You can supply as many of these alternative blocks as you wish between any two / separated blocks.

Furthermore, there is a single level of nesting that is possible with randomisation. In this case nested sets of [] are used and the flags must be comma separated.

http://crawlbin.com/[meta_noindex+[vary_cookie,vary_referer]][response_404]/ Vary: Cookie <meta name="robots" content="noindex" /> OR Vary: Referer <meta name="robots" content="noindex" /> OR HTTP Status: 404 (Not Found)

This nesting allows for more complex sets of randomisation, but can also be combined with the user-agent targeting below.

User-agent determined responses

It is possible to target different blocks of flags towards different devices or crawlers based upo their user agent. To do this you must enclose a block of flags in square brackets [], as per above, and then prefix this block with a user agent flag and a :.
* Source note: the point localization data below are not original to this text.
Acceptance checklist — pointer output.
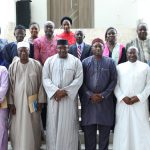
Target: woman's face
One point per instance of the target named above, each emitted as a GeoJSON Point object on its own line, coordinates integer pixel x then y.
{"type": "Point", "coordinates": [66, 25]}
{"type": "Point", "coordinates": [111, 35]}
{"type": "Point", "coordinates": [142, 32]}
{"type": "Point", "coordinates": [34, 30]}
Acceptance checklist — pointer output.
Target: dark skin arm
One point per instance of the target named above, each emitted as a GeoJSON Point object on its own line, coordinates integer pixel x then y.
{"type": "Point", "coordinates": [60, 94]}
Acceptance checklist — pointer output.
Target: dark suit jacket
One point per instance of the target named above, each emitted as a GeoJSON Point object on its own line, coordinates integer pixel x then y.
{"type": "Point", "coordinates": [85, 53]}
{"type": "Point", "coordinates": [106, 78]}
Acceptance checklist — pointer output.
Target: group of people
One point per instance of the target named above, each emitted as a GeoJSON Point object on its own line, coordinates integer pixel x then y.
{"type": "Point", "coordinates": [50, 73]}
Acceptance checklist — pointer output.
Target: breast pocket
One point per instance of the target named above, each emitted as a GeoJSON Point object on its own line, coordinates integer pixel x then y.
{"type": "Point", "coordinates": [105, 73]}
{"type": "Point", "coordinates": [69, 74]}
{"type": "Point", "coordinates": [33, 79]}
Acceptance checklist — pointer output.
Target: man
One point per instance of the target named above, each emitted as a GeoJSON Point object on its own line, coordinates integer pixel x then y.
{"type": "Point", "coordinates": [3, 109]}
{"type": "Point", "coordinates": [10, 50]}
{"type": "Point", "coordinates": [3, 42]}
{"type": "Point", "coordinates": [142, 42]}
{"type": "Point", "coordinates": [132, 130]}
{"type": "Point", "coordinates": [62, 77]}
{"type": "Point", "coordinates": [97, 106]}
{"type": "Point", "coordinates": [25, 98]}
{"type": "Point", "coordinates": [80, 50]}
{"type": "Point", "coordinates": [45, 47]}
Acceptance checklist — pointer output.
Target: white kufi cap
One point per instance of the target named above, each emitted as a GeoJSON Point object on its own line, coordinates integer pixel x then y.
{"type": "Point", "coordinates": [23, 44]}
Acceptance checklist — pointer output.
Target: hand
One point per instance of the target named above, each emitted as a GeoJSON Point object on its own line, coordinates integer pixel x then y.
{"type": "Point", "coordinates": [127, 100]}
{"type": "Point", "coordinates": [12, 109]}
{"type": "Point", "coordinates": [95, 98]}
{"type": "Point", "coordinates": [60, 94]}
{"type": "Point", "coordinates": [40, 107]}
{"type": "Point", "coordinates": [134, 99]}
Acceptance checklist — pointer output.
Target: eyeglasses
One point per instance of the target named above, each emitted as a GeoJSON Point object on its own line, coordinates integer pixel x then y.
{"type": "Point", "coordinates": [98, 46]}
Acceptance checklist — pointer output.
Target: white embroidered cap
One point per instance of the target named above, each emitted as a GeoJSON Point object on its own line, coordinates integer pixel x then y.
{"type": "Point", "coordinates": [23, 44]}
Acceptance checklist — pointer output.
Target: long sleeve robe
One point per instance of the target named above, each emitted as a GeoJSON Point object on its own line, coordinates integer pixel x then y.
{"type": "Point", "coordinates": [132, 130]}
{"type": "Point", "coordinates": [25, 127]}
{"type": "Point", "coordinates": [3, 111]}
{"type": "Point", "coordinates": [62, 118]}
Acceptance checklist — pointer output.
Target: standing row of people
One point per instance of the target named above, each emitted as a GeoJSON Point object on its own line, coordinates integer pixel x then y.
{"type": "Point", "coordinates": [62, 78]}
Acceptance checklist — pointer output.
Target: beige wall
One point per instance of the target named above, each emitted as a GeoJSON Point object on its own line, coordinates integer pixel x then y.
{"type": "Point", "coordinates": [124, 34]}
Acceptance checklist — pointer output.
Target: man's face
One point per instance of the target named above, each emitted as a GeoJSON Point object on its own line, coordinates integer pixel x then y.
{"type": "Point", "coordinates": [62, 51]}
{"type": "Point", "coordinates": [19, 34]}
{"type": "Point", "coordinates": [142, 32]}
{"type": "Point", "coordinates": [97, 49]}
{"type": "Point", "coordinates": [49, 29]}
{"type": "Point", "coordinates": [34, 30]}
{"type": "Point", "coordinates": [66, 25]}
{"type": "Point", "coordinates": [23, 53]}
{"type": "Point", "coordinates": [111, 35]}
{"type": "Point", "coordinates": [79, 37]}
{"type": "Point", "coordinates": [132, 55]}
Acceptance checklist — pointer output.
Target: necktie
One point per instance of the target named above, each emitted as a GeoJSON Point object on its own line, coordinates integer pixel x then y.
{"type": "Point", "coordinates": [79, 51]}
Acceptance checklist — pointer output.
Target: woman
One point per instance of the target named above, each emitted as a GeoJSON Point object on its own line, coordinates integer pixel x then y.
{"type": "Point", "coordinates": [3, 109]}
{"type": "Point", "coordinates": [66, 23]}
{"type": "Point", "coordinates": [34, 29]}
{"type": "Point", "coordinates": [113, 49]}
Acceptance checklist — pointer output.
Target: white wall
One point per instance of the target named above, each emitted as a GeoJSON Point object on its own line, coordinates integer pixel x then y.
{"type": "Point", "coordinates": [143, 13]}
{"type": "Point", "coordinates": [7, 14]}
{"type": "Point", "coordinates": [39, 11]}
{"type": "Point", "coordinates": [116, 13]}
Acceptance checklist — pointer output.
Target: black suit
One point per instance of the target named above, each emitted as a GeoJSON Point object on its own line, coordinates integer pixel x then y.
{"type": "Point", "coordinates": [85, 53]}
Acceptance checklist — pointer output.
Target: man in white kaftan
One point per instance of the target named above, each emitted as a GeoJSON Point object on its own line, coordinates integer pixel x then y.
{"type": "Point", "coordinates": [62, 73]}
{"type": "Point", "coordinates": [132, 129]}
{"type": "Point", "coordinates": [25, 96]}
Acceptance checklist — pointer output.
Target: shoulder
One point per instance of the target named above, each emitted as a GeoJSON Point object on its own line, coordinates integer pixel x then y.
{"type": "Point", "coordinates": [39, 39]}
{"type": "Point", "coordinates": [10, 44]}
{"type": "Point", "coordinates": [142, 64]}
{"type": "Point", "coordinates": [87, 45]}
{"type": "Point", "coordinates": [15, 61]}
{"type": "Point", "coordinates": [3, 69]}
{"type": "Point", "coordinates": [87, 60]}
{"type": "Point", "coordinates": [72, 57]}
{"type": "Point", "coordinates": [72, 47]}
{"type": "Point", "coordinates": [50, 59]}
{"type": "Point", "coordinates": [108, 59]}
http://crawlbin.com/[mobile:response_500][meta_noindex]/

Mobile devices: HTTP Status: 500 (Internal Server Error)
Other devices: <meta name="robots" content="noindex" />

The list of user agent flags accepted and what they match to are:

  • all - All user agents.
  • bot - Any bot.
  • googlebot - Googlebot but not other bots.
  • desktop - Any desktop browser.
  • mobile - Any mobile browser.
  • tablet - Any tablet browser.
  • ie - Any version of Internet Explorer.
  • ff - Any version of Firefox.

When a request is made crawlbin will select all possible blocks which match the user-agent, and then select amongst them randomly in the same fashion as outlined above. A particular request might match against multiple user agent flags (for example desktop and ie flags may both be relevant and selected).

http://crawlbin.com/[all:response_404][mobile:response_500][desktop:meta_noindex]/

Mobile devices: HTTP Status: 500 (Internal Server Error) OR HTTP Status: 404 (Not Found)
Desktop devices: <meta name="robots" content="noindex" /> OR HTTP Status: 404 (Not Found)
Other devices: HTTP Status: 404 (Not Found)

FAQ

Do you handle POST requests?

Not currently.

Do you handle HTTPS requests?

Not currently.